You talked about something else real quick, you mentioned Strike Force.
AusGamers: I did mention Strike Force, but before we get onto it: I know you can’t answer it, but I’ll suggest that one of my favourite components of World at War...
Mark: Are you making a request?
AusGamers: I am. I just think that you guys handled a limited vehicular addition really well with World at War and I think it was something that was missing from Black Ops. So the FA-38 would be awesome in multiplayer, as would horses -- because we saw that there were horses.
Mark: Yeah, well there’s just all kinds of new gameplay mechanics in the game and we showed you a little bit of Afghanistan in the 80s and the horse-riders there, so we have a new game mechanic where you’re going to be doing that. So, noted -- I’ll note that.
All of the game in the multiplayer game, will be taking place in that futuristic setting, in 2025.
AusGamers: Now I think we have to wrap it up really quickly, so if you want to throw something about Strike Force out there, and can you confirm or deny co-op in that mode in any way, shape or form? I don’t think it would work, but I just thought we’d ask.
Mark: Yeah, that’s a good question. Our co-op mode, at Treyarch, is Zombies. We are putting everything we’ve got into that. If you’re a Zombies fan, this is by far the most ambitious Zombie initiative -- it’s its own game. It has a world, characters, there are new game-modes we’re bringing to the table. We moved it to the multiplayer engine, which allows us or, affords us, all new kinds of opportunities.
Think about what we’re able to do in multiplayer in terms of the sort of extended abilities you get inside that engine. If you can think about all the different kinds of things you can do in multiplayer, you might be able to think about some of the new things we can bring to a Zombies mode in that technology.
Strike Force mode. Strike Force mode is part of the campaign. It is a part of the campaign that affects the branching storylines that you get inside the campaign.
AusGamers: It’s like a meta-game right?
Mark: But it is actually... there are these... you know the cold war’s going on while you’re playing the narrative and occasionally what will happen is, as that narrative is playing out, you’re going to be presented with some of the hot-spots around the world and you’re going to have a choice of which one of these Strike Force missions you can take. And that will affect the narrative of the cold war and what’s going on in the world and the tensions based on your actions on the ground.
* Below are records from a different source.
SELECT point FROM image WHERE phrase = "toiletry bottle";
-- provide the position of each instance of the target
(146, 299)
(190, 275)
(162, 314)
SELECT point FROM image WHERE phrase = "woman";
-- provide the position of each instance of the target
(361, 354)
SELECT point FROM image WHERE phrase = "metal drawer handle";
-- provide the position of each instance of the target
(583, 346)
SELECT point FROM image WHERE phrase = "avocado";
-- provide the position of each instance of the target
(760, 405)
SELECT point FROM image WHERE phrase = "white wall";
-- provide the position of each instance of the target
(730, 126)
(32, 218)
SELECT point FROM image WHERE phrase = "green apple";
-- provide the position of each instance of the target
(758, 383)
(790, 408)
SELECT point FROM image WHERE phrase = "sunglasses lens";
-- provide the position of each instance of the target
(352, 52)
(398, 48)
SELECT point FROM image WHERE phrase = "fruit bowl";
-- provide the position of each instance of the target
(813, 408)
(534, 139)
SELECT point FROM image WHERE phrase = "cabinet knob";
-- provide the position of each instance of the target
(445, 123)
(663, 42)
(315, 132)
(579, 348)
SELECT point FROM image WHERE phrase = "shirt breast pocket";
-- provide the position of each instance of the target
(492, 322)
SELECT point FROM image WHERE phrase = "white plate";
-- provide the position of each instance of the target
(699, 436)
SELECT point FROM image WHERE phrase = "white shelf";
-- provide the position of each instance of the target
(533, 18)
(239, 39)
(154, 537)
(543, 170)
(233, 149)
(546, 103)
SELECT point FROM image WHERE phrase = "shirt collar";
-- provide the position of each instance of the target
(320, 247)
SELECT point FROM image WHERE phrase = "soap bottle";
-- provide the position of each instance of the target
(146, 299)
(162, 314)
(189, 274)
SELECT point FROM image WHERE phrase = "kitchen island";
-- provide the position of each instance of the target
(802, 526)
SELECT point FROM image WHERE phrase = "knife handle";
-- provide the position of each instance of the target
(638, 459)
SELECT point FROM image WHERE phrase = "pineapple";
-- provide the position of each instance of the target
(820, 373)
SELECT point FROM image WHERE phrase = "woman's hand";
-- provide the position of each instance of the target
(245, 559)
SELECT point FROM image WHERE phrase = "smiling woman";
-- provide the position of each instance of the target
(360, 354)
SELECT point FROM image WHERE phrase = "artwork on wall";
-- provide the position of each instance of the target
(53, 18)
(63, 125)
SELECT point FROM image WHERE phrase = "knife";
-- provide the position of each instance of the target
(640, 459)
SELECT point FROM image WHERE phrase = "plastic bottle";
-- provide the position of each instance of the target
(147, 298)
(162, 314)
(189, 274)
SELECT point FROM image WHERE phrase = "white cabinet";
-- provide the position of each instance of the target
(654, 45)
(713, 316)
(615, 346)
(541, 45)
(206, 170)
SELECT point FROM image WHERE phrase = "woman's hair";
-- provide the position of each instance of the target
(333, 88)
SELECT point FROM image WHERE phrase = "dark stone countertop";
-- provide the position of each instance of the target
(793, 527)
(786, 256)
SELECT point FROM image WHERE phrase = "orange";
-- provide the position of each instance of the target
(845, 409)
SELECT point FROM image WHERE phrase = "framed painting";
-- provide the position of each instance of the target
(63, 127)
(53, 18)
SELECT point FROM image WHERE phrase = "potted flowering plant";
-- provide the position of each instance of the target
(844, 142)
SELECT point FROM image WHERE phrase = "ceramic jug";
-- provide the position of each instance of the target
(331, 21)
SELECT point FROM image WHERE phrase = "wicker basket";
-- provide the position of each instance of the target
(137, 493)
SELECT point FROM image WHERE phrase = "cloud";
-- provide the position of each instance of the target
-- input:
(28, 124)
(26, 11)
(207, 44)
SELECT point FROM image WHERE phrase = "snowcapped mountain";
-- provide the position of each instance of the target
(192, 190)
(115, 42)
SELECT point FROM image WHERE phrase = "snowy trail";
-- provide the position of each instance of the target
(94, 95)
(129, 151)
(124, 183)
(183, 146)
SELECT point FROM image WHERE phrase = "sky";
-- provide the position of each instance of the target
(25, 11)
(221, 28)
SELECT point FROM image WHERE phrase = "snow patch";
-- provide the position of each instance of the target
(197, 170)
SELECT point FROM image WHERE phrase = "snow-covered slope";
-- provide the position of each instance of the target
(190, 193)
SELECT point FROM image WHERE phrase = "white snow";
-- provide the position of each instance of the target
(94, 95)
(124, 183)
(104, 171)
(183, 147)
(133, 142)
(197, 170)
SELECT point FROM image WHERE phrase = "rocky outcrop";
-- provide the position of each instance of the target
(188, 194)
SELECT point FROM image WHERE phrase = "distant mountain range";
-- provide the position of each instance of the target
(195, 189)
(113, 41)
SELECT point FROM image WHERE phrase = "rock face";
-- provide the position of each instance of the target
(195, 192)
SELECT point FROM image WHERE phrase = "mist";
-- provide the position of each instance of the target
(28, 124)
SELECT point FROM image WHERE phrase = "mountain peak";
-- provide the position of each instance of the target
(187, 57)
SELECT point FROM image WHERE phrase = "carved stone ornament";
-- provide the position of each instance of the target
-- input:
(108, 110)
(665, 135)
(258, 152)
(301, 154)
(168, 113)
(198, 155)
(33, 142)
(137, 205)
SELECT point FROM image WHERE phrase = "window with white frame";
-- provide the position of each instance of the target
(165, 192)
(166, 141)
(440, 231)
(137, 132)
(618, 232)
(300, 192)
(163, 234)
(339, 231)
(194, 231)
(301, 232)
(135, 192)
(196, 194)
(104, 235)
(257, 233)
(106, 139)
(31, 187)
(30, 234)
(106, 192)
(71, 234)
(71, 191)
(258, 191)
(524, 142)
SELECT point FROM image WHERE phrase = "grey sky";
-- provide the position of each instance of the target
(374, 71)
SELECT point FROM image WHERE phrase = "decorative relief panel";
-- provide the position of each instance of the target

And I think the unique thing about Strike Force mode is, while it introduces non-linear campaign structure into Call of Duty -- because you’ll make a choice and then the narrative will continue and if you want to make the choice for the other one, of course you can go back and replay it -- but when you’re playing that mode, it’s a sandbox experience, it’s a non-linear experience. Even as you’re playing it, you can play as any member of your squad; you can move around and play the different weapons. You can play as any of your technology on the battlefield.
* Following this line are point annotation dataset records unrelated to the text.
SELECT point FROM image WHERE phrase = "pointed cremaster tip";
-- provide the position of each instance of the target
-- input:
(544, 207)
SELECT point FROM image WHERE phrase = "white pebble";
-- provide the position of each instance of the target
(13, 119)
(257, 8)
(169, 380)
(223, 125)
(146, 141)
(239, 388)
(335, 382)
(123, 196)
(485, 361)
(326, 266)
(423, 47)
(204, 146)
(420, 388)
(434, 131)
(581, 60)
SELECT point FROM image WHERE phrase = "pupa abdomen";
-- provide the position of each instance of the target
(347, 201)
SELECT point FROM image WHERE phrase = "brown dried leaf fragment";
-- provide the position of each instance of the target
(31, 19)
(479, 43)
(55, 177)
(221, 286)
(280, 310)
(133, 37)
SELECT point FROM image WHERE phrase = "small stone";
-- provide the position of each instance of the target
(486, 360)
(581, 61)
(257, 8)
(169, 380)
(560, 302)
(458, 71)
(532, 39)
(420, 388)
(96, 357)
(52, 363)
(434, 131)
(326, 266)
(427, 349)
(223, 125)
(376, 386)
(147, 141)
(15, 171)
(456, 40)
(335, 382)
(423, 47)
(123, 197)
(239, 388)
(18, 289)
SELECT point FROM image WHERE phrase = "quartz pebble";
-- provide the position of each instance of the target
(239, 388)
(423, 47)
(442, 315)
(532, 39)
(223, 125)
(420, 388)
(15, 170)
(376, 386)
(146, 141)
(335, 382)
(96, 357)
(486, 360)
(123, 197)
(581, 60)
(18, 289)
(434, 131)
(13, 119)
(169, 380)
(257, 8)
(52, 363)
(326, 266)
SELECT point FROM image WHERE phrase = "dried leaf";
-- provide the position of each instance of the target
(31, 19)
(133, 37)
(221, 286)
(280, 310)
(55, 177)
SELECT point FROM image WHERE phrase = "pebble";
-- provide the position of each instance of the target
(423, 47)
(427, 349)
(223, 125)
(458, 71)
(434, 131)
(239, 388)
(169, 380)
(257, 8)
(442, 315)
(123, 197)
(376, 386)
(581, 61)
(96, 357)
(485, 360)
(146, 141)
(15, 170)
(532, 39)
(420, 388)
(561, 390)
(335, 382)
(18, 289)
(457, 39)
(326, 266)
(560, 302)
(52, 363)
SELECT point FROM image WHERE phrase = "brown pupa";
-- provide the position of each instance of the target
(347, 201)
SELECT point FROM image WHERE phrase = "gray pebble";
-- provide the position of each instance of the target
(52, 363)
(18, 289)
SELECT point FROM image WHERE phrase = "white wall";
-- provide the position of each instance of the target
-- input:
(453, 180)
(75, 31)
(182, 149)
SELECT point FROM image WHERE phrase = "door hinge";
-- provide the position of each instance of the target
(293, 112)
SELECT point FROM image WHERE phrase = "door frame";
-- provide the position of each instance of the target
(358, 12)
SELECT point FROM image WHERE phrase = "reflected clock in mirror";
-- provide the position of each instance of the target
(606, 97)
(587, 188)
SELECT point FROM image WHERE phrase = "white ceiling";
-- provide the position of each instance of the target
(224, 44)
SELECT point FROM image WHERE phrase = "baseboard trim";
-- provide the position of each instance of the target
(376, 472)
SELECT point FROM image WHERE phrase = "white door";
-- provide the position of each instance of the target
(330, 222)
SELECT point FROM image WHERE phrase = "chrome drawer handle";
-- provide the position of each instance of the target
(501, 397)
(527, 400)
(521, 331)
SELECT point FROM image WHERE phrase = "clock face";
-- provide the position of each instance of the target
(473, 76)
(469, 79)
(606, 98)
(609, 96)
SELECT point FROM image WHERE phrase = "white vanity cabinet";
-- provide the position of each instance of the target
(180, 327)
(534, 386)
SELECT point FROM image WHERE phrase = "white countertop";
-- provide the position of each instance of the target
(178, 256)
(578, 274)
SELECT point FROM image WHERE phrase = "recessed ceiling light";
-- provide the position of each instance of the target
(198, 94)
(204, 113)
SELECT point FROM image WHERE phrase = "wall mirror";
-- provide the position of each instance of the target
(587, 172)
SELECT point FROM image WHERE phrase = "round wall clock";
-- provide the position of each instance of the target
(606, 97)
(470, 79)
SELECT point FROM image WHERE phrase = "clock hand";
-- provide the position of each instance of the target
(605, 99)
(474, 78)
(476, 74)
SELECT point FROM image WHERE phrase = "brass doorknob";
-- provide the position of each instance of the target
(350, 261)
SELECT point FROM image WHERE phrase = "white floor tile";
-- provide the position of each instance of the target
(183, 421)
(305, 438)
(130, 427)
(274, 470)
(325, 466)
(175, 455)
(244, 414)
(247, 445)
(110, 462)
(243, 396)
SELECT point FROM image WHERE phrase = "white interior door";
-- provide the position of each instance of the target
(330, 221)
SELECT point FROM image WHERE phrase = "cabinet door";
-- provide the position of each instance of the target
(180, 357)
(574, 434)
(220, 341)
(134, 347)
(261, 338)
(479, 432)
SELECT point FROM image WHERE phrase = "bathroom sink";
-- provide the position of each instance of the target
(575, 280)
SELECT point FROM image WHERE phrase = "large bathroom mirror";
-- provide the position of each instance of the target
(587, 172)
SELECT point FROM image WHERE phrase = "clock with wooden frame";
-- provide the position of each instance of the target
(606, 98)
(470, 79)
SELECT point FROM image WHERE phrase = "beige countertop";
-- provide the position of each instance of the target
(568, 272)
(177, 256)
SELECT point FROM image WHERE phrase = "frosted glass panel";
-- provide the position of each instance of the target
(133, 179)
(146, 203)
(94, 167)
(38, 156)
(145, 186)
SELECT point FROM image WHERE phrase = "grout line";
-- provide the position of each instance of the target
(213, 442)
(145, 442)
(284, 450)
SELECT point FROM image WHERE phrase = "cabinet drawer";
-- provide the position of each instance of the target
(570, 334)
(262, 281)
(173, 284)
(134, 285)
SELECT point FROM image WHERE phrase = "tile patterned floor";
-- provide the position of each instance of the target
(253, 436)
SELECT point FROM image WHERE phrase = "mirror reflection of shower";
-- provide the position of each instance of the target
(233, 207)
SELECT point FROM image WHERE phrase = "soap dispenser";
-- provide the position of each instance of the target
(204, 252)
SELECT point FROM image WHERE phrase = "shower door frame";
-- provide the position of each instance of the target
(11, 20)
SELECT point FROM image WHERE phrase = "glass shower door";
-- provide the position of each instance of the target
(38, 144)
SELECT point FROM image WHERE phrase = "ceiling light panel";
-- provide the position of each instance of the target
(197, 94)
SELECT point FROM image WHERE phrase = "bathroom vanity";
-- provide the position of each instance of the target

So if you have quad-rotors, if you have ground-drones, you can drive them or fly them and you can also even just take a pure tactical approach to the level and you can play it in what we call Overwatch mode. You can play the whole level in Overwatch mode, or you can play the whole level as one of your Black Ops squad there -- one of the seal-team members -- just like you would any kind of Call of Duty level.
Or you can move between any one of those modes, and I think it’s an entirely new way just to experience the campaign. One of our objectives was, “hey, let’s introduce new ways to play inside the campaign” and of course we want to allow people to have a lot of fun with all the new technology that you get in the year 2025.
AusGamers: Ok, awesome. Well we’ll wrap it up there. Mark, thank you so much. I’m glad that you guys are shaking things up and it looks like it’s baking quite well -- a bit of shake and bake in there.
You guys heard it here first -- Stephen Farrelly with Mark Lamia -- thank you so much.